Descubrir a Chabuca es revelar la más sensible de las dimensiones de la música peruana. Un lugar diferente, reservado a cierto desvanecimiento de las cosas buenas. Un perfume que agoniza, que está expectante en cada evocación. Una música de ángeles enmohecidos, anclados a puentes y alamedas.
Chabuca es peruana, orgullosamente limeña, mágicamente negra. Pero sin duda universal; y marginalmente universal en el Perú. Conocida aquí por sólo un puñado de canciones, una exquisita selección que, sin embargo, deja de lado una producción real de casi cuatrocientos temas, legados a una nación que olvida las mejores herencias de sus hijos, y que se pierde en la ignorancia de sus apuros cotidianos y en la insultante falta de difusión de los medios.
Chabuca abrió las cortinas de una nueva belleza.

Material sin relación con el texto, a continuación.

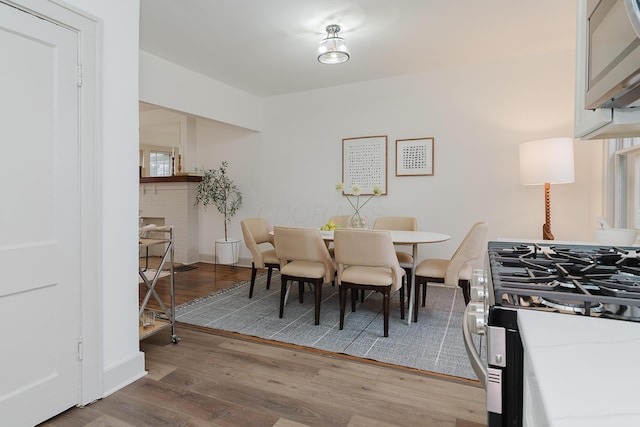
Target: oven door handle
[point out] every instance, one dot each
(474, 357)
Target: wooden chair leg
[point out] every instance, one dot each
(385, 309)
(408, 277)
(343, 303)
(283, 292)
(318, 297)
(424, 294)
(301, 291)
(402, 293)
(402, 302)
(269, 271)
(253, 279)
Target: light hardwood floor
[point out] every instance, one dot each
(221, 379)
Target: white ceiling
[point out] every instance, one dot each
(268, 47)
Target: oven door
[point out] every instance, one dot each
(471, 326)
(505, 357)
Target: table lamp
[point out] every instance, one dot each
(547, 161)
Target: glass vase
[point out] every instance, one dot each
(358, 221)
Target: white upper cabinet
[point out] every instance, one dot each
(601, 123)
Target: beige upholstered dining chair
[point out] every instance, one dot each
(456, 271)
(304, 258)
(259, 241)
(367, 261)
(402, 223)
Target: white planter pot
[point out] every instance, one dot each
(227, 251)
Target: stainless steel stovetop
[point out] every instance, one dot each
(601, 281)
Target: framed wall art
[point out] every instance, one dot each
(364, 162)
(414, 156)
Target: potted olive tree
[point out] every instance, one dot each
(216, 188)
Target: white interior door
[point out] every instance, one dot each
(39, 219)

La belleza de lo poético cotidiano. Su música irrumpió en el escenario como una creación sofisticada y clásica a la vez. Estaban siempre presentes las evocaciones de una Lima antigua, señorial, de balcones, puentes y jardines. Chabuca es sin duda de otro huerto. Su cadencia se acerca más, aunque a algunos les cueste reconocerlo, al tango, al jazz, o al flamenco. Ella se aleja, radicalmente, desde el ayer de la criollada de peña que domina actualmente la escena de la moribunda música peruana. En el presente no hay compositores que siquiera se le acerquen. Ella, al igual que otros artistas que rompieron con el molde de su época, izó una bandera única; una bandera que nació con ella y se perdió con su partida. La compositora tuvo una forma de interpretar muy peculiar, un ritmo de voz asincopado, ritmo perteneciente más al jazz que a nuestros estilos vernaculares, y por ende muy difícil de seguir. Los “criollos” de hoy interpretan la música de Chabuca de una manera que no favorece en nada a la versión original. Un claro ejemplo de ello, es la canción José Antonio, que se ejecuta como un tema de desgarro y desamor, siendo en realidad un recuerdo suave, nostálgico, de tipo fraternal, casi filial; y no el pedido de una amante desesperada.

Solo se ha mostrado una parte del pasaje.